While much of the content from Doublespeed's TikTok handles consists of AI-generated stills, the firm can also produce full videos. One such account shared footage of a young woman posing for the camera to market Playkit, an agency that typically hires people to promote brands. Ironically, this is the very type of business that Doublespeed's AI could eventually make redundant. Playkit has not responded to inquiries.
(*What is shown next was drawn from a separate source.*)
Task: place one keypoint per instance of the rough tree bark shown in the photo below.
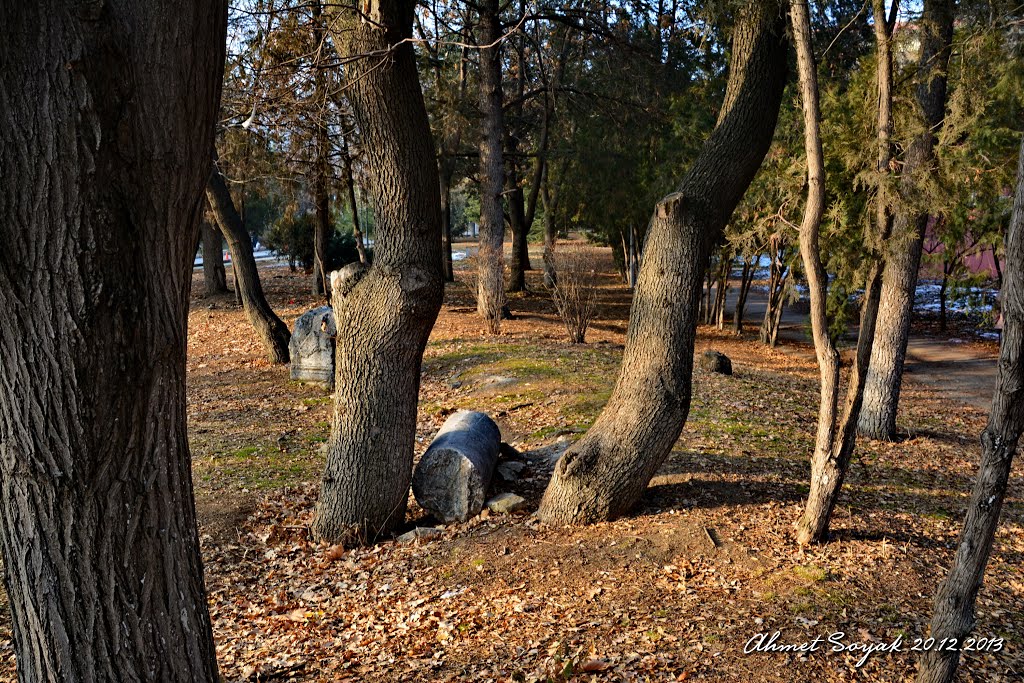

According to TikTok, creators must disclose AI-generated content that appears lifelike. In response to being notified about the Doublespeed network, TikTok added labels to the relevant accounts. While a16z did not reply to requests for comment, the startup is eyeing growth on other social networks. Reddit previously noted that this activity would violate its terms, and while Meta has not responded, the business model seems to contradict Meta's rules on authentic representation directly.

Potential Conflict of Interest as AI Network Targets Meta Platforms

Although it currently appears to function only on TikTok, Doublespeed has expressed intentions to roll out to X, Reddit, and Instagram in the near future. Back in October, a spokesperson for Reddit confirmed that using such a service would violate their terms.

Meta has remained silent on the issue, a point made more significant by Marc Andreessen's role on its board of directors. The business clearly flouts Meta's existing policies that require users to present themselves authentically.